RFR: 8282365: Consolidate and improve division by constant idealizations [v35]

Thu Dec 7 22:54:47 UTC 2023

On Thu, 7 Dec 2023 14:24:31 GMT, Quan Anh Mai <qamai at openjdk.org> wrote:

>> This patch implements idealisation for unsigned divisions to change a division by a constant into a series of multiplication and shift. I also change the idealisation of `DivI` to get a more efficient series when the magic constant overflows an int32.
>> 
>> In general, the idea behind a signed division transformation is that for a positive constant `d`, we would need to find constants `c` and `m` so that:
>> 
>>     floor(x / d) = floor(x * c / 2**m) for 0 < x < 2**(N - 1) (1)
>>     ceil(x / d) = floor(x * c / 2**m) + 1 for -2**(N - 1) <= x < 0 (2)
>> 
>> The implementation in the original book takes into consideration that the machine may not be able to perform the full multiplication `x * c`, so the constant overflow and we need to add back the dividend as in `DivLNode::Ideal` cases. However, for int32 division, `x * c` cannot overflow an int64. As a result, it is always feasible to just calculate the product and shift the result.
>> 
>> For unsigned multiplication, the situation is somewhat trickier because the condition needs to be twice as strong (the condition (1) and (2) above are mostly the same). This results in the magic constant `c` calculated based on the method presented in Hacker's Delight by Henry S. Warren, Jr. may overflow an uintN. For int division, we can depend on the theorem devised by Arch D. Robison in N-Bit Unsigned Division Via N-Bit Multiply-Add, which states that there exists either:
>> 
>>     c1 in uint32 and m1, such that floor(x / d) = floor(x * c1 / 2**m1) for 0 < x < 2**32 (3)
>>     c2 in uint32 and m2, such that floor(x / d) = floor((x + 1) * c2 / 2**m2) for 0 < x < 2**32 (4)
>> 
>> which means that either `x * c1` never overflows an uint64 or `(x + 1) * c2` never overflows an uint64. And we can perform a full multiplication.
>> 
>> For longs, there is no way to do a full multiplication so we do some basic transformations to achieve a computable formula.

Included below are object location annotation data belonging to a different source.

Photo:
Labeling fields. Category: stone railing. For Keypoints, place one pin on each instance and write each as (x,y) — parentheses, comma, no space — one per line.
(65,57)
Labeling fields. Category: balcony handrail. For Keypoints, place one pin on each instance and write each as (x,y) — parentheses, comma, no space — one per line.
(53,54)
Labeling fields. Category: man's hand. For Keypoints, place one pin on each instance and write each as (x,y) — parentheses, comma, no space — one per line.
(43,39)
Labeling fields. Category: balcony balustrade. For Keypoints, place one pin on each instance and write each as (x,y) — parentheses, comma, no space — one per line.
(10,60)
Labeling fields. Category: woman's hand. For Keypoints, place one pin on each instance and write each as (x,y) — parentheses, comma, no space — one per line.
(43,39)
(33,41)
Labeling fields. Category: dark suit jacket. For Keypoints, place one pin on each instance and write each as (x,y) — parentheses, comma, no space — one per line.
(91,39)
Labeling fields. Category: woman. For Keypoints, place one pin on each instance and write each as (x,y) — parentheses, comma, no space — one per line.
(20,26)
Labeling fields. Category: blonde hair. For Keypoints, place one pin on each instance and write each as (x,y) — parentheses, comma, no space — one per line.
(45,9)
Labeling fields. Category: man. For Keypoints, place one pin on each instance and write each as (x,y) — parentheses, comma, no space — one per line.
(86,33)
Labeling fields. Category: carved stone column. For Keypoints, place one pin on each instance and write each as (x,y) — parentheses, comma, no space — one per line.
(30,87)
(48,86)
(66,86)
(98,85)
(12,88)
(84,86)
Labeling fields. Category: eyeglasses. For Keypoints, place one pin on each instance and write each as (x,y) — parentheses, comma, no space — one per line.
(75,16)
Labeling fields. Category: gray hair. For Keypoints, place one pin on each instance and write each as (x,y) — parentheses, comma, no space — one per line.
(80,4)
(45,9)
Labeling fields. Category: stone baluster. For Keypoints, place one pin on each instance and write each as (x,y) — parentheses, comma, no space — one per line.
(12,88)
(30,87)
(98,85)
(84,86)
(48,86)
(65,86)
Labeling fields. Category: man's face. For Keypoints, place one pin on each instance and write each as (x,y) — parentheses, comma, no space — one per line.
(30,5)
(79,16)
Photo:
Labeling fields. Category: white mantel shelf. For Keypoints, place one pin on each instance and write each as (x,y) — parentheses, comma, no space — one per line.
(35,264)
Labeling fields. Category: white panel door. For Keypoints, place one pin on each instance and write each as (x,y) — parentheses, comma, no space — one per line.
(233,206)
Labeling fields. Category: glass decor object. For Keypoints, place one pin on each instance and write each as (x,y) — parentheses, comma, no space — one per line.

The details I have written as comments in the overflow case.
>> 
>> More tests are added to cover the possible patterns.
>> 
>> Please take a look and have some reviews. Thank you very much.
>
> Quan Anh Mai has updated the pull request incrementally with one additional commit since the last revision:
> 
>   missing include

Not a full review, just a bit of spot-checking.  I'm not planning to review the magic
constants algorithm.

src/hotspot/share/opto/divconstants.cpp line 27:

> 25: #include "precompiled.hpp"
> 26: #include <limits>
> 27: #include <type_traits>

We generally put standard library includes at the end.  There was a long internal to Oracle discussion
about include ordering about a year ago that still hasn't made it into the style guide.

src/hotspot/share/opto/divconstants.cpp line 33:

> 31: // division by constant into a multiply/shift series.
> 32: 
> 33: // (1) Theory:

All these blank lines in what is really a single large block comment seem odd to me.  Anyone else bothered?

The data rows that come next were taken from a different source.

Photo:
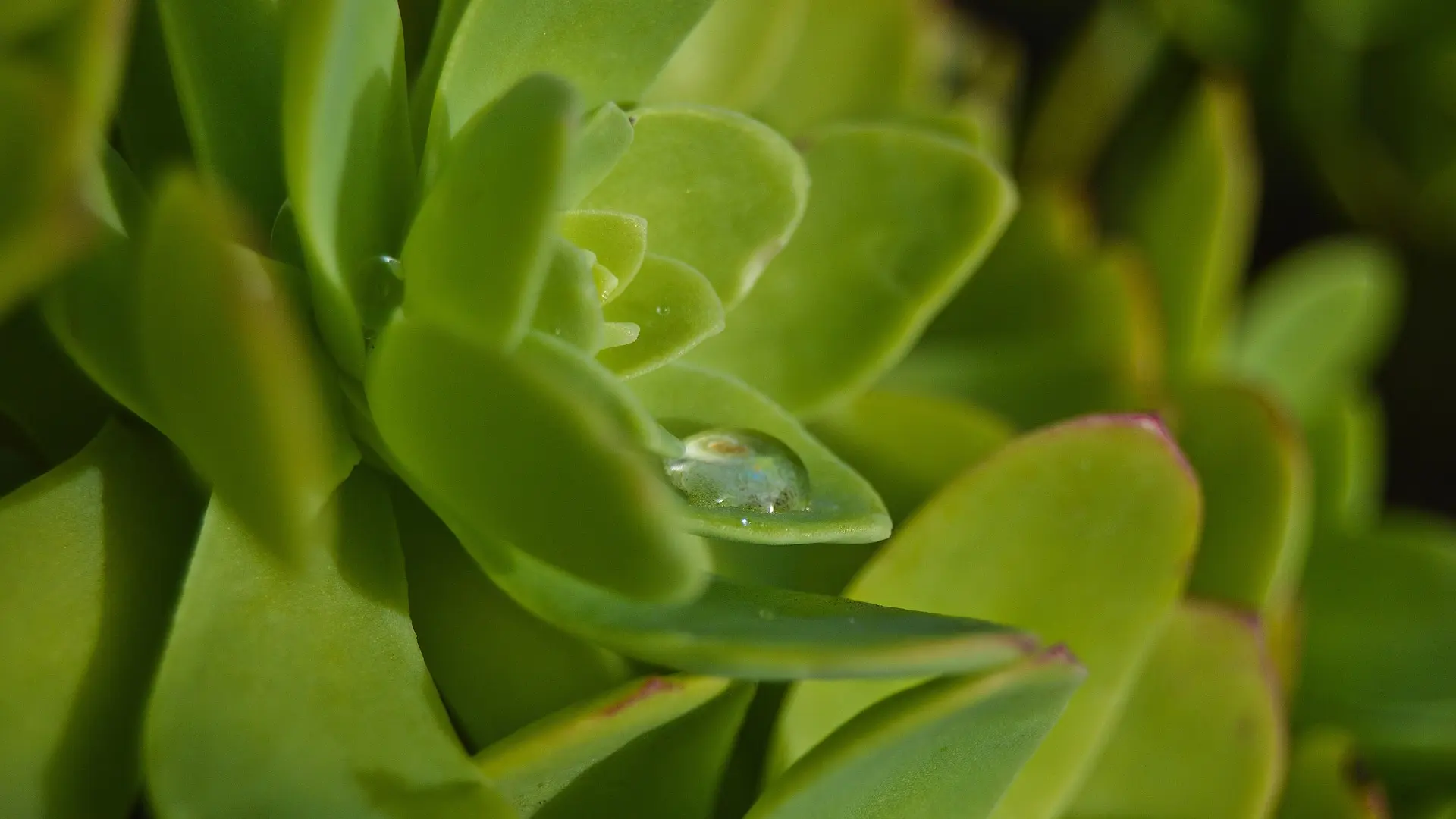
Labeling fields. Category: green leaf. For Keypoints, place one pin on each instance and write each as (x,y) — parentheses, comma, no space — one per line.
(321,703)
(506,447)
(946,748)
(231,371)
(1318,321)
(497,667)
(734,55)
(91,560)
(897,222)
(570,305)
(1329,781)
(348,158)
(1193,215)
(718,191)
(1256,477)
(228,60)
(752,632)
(478,253)
(609,50)
(1043,534)
(618,240)
(653,748)
(674,308)
(909,447)
(1203,729)
(840,504)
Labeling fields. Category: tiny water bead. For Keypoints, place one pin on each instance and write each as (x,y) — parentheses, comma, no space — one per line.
(740,469)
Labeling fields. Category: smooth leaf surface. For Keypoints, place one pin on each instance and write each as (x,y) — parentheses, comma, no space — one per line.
(321,706)
(1203,730)
(1044,534)
(1256,479)
(504,447)
(842,506)
(653,748)
(91,560)
(718,190)
(1318,321)
(231,369)
(946,748)
(348,158)
(497,667)
(897,222)
(479,251)
(674,309)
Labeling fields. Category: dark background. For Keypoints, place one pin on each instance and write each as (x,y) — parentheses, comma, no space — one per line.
(1413,384)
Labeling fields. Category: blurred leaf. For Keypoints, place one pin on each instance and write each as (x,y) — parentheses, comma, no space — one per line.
(321,706)
(752,632)
(718,191)
(348,158)
(909,447)
(228,61)
(734,55)
(231,371)
(609,50)
(651,749)
(674,308)
(840,504)
(91,560)
(478,253)
(1203,729)
(1327,781)
(897,222)
(957,744)
(497,667)
(1041,534)
(509,449)
(1318,321)
(1254,471)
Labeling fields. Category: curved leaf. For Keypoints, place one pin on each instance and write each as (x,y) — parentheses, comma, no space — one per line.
(842,506)
(657,742)
(718,191)
(503,447)
(321,706)
(1041,534)
(946,748)
(899,219)
(91,560)
(348,158)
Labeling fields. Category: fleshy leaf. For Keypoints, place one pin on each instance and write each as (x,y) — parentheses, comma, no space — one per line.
(1041,534)
(1203,729)
(228,60)
(660,742)
(497,667)
(506,447)
(946,748)
(348,158)
(752,632)
(674,308)
(478,253)
(897,222)
(91,560)
(231,369)
(1254,471)
(1318,321)
(718,191)
(840,504)
(321,704)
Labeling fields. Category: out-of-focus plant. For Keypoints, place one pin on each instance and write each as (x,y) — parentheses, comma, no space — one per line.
(513,422)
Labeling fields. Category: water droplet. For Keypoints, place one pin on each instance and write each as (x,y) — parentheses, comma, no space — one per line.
(740,469)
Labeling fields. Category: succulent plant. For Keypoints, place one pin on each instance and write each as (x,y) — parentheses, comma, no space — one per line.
(674,409)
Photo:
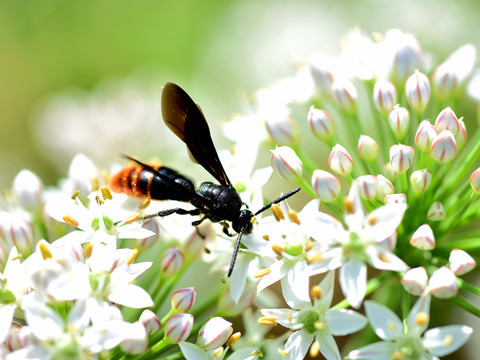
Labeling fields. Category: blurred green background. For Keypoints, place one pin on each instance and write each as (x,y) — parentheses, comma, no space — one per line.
(214,49)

src/hotspot/share/opto/divnode.cpp line 85:

> 83: }
> 84: 
> 85: // magic_divide_constants in utilities/javaArithmetic.hpp calculates the constant c, s

javaArithmetic.hpp doesn't exist in this version of the PR.

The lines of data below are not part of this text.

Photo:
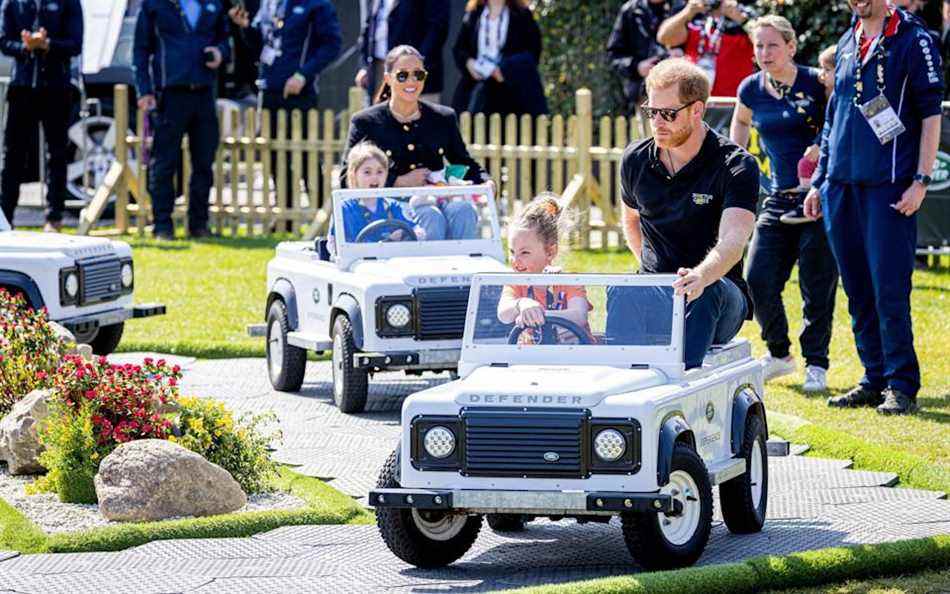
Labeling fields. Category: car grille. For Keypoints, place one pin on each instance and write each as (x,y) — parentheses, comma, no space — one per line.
(100,279)
(441,313)
(506,442)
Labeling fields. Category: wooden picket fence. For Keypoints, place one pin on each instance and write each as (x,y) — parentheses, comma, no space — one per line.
(525,156)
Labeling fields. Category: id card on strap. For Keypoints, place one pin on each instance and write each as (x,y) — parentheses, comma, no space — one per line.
(882,119)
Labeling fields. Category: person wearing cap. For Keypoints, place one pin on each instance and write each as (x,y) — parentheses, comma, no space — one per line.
(42,37)
(878,150)
(178,48)
(785,102)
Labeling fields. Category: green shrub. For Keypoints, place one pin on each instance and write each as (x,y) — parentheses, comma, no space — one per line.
(29,350)
(72,453)
(240,447)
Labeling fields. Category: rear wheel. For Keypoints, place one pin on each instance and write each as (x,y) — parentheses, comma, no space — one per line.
(661,541)
(744,499)
(350,384)
(426,539)
(286,364)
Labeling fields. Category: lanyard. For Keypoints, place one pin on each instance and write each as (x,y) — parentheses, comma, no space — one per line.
(878,54)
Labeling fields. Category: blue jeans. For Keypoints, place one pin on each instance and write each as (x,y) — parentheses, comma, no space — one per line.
(455,220)
(874,246)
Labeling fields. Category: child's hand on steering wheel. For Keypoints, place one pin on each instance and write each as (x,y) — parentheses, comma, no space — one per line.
(530,313)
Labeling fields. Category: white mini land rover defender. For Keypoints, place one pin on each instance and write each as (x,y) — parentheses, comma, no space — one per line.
(85,283)
(583,421)
(380,295)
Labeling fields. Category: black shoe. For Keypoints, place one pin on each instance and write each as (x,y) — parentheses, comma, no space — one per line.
(858,396)
(897,403)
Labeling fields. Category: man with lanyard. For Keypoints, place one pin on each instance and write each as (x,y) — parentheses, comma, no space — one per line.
(41,36)
(717,42)
(299,39)
(632,47)
(877,154)
(689,199)
(179,46)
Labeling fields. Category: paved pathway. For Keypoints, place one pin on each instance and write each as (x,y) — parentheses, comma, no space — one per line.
(813,503)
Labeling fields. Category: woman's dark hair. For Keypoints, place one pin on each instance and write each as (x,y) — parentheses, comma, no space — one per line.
(392,57)
(512,4)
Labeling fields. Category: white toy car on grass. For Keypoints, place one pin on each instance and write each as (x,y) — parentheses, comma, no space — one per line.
(384,299)
(85,283)
(578,423)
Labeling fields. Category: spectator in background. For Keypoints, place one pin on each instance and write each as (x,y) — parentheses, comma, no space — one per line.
(786,104)
(497,53)
(877,155)
(177,51)
(296,43)
(712,37)
(41,40)
(423,24)
(632,47)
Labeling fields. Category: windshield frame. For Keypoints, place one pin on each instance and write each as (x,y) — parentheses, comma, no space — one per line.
(350,252)
(667,357)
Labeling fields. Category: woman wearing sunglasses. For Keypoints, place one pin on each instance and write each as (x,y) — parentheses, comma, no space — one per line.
(420,139)
(497,53)
(785,103)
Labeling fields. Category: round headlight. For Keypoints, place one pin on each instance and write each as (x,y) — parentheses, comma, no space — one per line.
(439,442)
(71,285)
(127,275)
(609,445)
(398,315)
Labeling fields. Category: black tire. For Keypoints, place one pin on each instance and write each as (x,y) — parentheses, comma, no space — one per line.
(506,522)
(402,534)
(286,364)
(106,340)
(350,384)
(740,510)
(643,534)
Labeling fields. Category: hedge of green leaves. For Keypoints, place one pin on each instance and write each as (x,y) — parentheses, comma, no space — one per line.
(575,44)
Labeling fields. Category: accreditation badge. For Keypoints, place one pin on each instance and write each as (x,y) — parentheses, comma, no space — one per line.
(882,118)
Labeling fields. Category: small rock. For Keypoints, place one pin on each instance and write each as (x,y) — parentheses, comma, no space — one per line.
(20,446)
(153,479)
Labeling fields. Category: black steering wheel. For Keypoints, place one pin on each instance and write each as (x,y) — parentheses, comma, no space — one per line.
(397,225)
(549,331)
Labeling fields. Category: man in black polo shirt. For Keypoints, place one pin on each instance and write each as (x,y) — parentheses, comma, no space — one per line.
(689,206)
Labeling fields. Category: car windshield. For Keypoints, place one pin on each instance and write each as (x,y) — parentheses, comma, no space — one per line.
(548,313)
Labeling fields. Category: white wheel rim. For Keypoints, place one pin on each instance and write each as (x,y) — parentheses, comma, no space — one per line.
(445,527)
(679,529)
(275,351)
(756,474)
(338,365)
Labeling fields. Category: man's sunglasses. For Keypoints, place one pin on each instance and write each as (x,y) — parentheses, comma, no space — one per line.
(403,75)
(667,113)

src/hotspot/share/opto/divnode.hpp line 40:

> 38: template <class T>
> 39: void magic_divide_constants(T d, T N_neg, T N_pos, juint min_s, T& c, bool& c_ovf, juint& s);
> 40: void magic_divide_constants_round_down(juint d, juint& c, juint& s);

The definitions of these are in new file divconstants.cpp.  So I think these should be in divconstants.hpp.

src/hotspot/share/utilities/globalDefinitions.hpp line 1107:

> 1105:   using U = std::make_unsigned_t<T>;
> 1106:   return (x >= 0) ? x : U(0) - U(x);
> 1107: }

I understand what this to change to ABS is doing, though it's not obvious.  (Dodging overflow UB
for -x when x is the minimum value of a signed integral type.)  I'm not entirely sure that's a wise move.

As written this will trigger `-Wconversion` warnings someday (maybe).  static_casting the subtraction
result to T will eliminate that concern.

However, this is an API change.  The previous definition worked for floating point types, while this
change does not.  (std::make_unsigned requires T be an integral or enum, but not bool, type.)

I also don't understand why this change is part of this PR.

So I'm inclined to say no to this change without some compelling rationale.

test/hotspot/gtest/opto/test_constant_division.cpp line 29:

> 27: #include <random>
> 28: #include <type_traits>
> 29: #include <vector>

We mostly don't use C++ standard library facilities in HotSpot, even in tests; see the style guide.
<type_traits> is permitted.  We have GrowableArray instead of <vector>.  And we have os::random,
unless this really needs something better (seems unlikely, other than needing to deal with wider
types than int.)  Also, stdlib includes at the end again (except I think unittest.hpp is supposed to
_really_ be last.)

test/hotspot/gtest/opto/test_constant_division.cpp line 31:

> 29: #include <vector>
> 30: 
> 31: #undef assert

We have utilities/vmassert_(uninstall,reinstall).hpp for dealing with stdlib assert.

-------------

Changes requested by kbarrett (Reviewer).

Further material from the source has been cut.